Git

Introduction

When working on projects for this class, you'll need some way to share code with your partner. Some people simply email code, others use Dropbox. Then there's the problem of combining changes. If you've tried this, you'll know that it is a hassle.

That's where Git comes in. Git is a version control system that has 2 features that are useful for this class:

  1. Code merging: automatically merge changes between multiple collaborators
  2. Revision tracking: keep track of previous changes and revert back to them in case of an accident

When using Git, your code is stored in a repository (repo for short). As you edit code, you will be pushing changes so that collaborators will receive your changes.
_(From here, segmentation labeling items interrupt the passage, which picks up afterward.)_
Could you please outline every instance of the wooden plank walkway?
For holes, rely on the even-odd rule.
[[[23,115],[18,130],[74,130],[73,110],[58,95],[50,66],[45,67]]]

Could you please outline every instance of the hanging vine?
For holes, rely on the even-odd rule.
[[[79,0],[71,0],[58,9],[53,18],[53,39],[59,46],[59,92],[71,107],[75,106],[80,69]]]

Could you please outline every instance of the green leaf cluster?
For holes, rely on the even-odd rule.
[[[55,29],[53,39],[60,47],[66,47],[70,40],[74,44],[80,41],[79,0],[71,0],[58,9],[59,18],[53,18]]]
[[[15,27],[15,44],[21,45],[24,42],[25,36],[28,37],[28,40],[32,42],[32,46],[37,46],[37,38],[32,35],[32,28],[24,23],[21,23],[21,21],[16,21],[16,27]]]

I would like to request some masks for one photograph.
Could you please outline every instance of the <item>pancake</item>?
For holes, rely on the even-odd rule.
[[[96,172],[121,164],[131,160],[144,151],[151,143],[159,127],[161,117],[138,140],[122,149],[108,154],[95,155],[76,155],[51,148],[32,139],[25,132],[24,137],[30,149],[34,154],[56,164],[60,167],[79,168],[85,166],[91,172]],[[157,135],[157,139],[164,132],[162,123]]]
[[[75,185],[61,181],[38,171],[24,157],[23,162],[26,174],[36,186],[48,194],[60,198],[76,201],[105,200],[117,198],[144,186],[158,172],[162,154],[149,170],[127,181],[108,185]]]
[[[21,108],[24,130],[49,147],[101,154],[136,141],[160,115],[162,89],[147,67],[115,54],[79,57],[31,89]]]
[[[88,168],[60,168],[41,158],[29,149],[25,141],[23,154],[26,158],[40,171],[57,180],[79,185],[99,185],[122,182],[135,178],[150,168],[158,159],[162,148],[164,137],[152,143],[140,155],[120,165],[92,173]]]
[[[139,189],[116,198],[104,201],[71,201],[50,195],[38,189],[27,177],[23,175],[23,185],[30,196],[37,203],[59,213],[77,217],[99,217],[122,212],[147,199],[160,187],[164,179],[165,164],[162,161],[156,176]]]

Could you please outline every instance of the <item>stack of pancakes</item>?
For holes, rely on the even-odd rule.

This document uses Git's book as reference.

Installing Git

You can download the latest version of Git here.

The Windows version comes with a Git Bash terminal emulator that is similar to Cygwin. It's basically another command line that you'll be using to interact with Git.

Online Hosting

In addition to Git (used from the command line), many people also use an online hosting service. These services provide a centralized overview of your project. Here are two such services:

  • GitHub: a very popular choice — many, if not most, people use GitHub.
  • Bitbucket: allows users to create an unlimited number of private repositories.

GitHub also gives you a small number of private repos, but the number is limited. For this reason, we encourage you to use Bitbucket for this class. Remember, you may only share code with your partner. Sharing, or even showing code to anyone besides your partner and the 61A staff is considered cheating. In the past, we've had incidents of students copying code from the public repos of other students — make sure this doesn't happen to you.

That's not to say you shouldn't use GitHub at all. You can (and should) use GitHub for your own (not class related) projects.

For the remainder of this tutorial, we'll be using Bitbucket as our hosting service. The process is pretty much the same if you use GitHub.

Getting Started

First, create an account on Bitbucket.

You'll be taken to your homepage. There should be a button labeled "Create repository." Every project starts with a repository — this is where you'll be storing your code.

Fill in the information about your project. You can call it whatever you want, and play around with the extra options. Just make sure Access level is set to private, and the Repository type is set to Git. Then, click "Create repository."

Next, you'll see a page that tells you to "Add some code." Since we're starting a new repository, click on "I'm starting from scratch."

At this point, if you've already downloaded the project you're working on from the 61A website (e.g. Hog), you can immediately make the directory containing those files into a repository:

cd /path/to/your/project
git init
git remote add origin <the url displayed on Bitbucket>

If, instead, you created a separate directory for your repository, go ahead and follow the steps described on the website. Then move all your project files into the repo.

The next page tells you to create a README. For the purposes of 61A, you don't really need one, but you can go ahead and create one if you want. Usually, READMEs provide a summary of your project.

Assuming you have your project files in the repo, type the following in your terminal:

git add -A
git commit -m "First commit"
git push origin master

We'll explain what these three lines do later. For now, refresh the Bitbucket page — you'll see the code you committed. To see the actual source code, click on "Source." You've just created your first repo!

Joining a repo

If you started the repo, you can invite your partner to join. Since we're using private repos, you'll need to send your partner an invitation.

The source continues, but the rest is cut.